Skill Wiki v0.1.0

Docs / background / problem

On this page

The bulk-loading problem

The pattern

The default way to teach a frontier-model agent something is to write a markdown file (a "skill"), drop it in .claude/skills/ or an equivalent directory, and have it injected into the system prompt whenever the agent detects relevance. Anthropic's SKILL.md format is the canonical example. A typical skill is 100–500 lines of prose, YAML frontmatter, and worked examples.

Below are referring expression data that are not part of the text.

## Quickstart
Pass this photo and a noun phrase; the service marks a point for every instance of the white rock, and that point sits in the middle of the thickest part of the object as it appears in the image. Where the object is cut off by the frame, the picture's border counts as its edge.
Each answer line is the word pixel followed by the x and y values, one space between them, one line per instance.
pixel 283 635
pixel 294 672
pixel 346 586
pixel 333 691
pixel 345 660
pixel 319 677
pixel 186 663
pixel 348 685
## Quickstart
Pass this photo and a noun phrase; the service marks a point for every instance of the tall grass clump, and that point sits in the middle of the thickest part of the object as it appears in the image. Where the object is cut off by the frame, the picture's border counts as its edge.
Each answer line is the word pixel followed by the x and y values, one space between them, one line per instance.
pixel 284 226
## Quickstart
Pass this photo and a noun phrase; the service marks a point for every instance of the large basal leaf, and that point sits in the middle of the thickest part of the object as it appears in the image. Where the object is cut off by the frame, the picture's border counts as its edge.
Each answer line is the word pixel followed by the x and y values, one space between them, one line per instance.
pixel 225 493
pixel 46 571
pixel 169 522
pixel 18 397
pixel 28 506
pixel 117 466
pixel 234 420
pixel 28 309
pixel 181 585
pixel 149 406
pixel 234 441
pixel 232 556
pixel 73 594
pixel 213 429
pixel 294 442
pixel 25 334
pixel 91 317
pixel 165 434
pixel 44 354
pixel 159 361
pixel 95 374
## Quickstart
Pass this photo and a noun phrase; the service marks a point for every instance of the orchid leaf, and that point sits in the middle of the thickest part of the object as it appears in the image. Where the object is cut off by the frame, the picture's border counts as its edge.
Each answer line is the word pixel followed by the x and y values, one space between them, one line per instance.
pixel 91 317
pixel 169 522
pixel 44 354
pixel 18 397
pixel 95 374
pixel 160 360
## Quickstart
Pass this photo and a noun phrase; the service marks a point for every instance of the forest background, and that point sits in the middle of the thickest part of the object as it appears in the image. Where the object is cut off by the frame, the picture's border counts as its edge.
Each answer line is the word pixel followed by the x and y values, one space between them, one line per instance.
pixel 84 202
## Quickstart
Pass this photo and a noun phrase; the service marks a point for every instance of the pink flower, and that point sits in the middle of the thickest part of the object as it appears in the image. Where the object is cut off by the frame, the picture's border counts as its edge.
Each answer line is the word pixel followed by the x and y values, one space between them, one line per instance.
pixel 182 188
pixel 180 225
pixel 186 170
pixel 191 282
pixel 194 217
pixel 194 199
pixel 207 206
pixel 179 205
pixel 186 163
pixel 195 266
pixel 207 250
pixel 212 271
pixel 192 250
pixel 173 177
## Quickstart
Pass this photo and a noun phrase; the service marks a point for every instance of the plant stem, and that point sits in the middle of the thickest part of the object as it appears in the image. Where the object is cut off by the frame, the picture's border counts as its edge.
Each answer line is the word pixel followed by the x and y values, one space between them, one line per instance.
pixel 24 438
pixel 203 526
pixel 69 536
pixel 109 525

This works well at small scale. With 5 skills, the cost is negligible. With 50 skills it's noticeable. With 500 it breaks the agent.

Three measurable failures

Failure 1 — token cost grows with skill count, not task complexity

Every turn loads every potentially-relevant skill. With 60 skills averaging 200 lines each, you are spending ~30k tokens of context on knowledge the agent might not need. Most turns use one or two skills' worth of content, but pay for all 60.

# A real measurement (frontend-design corpus, v3 benchmark)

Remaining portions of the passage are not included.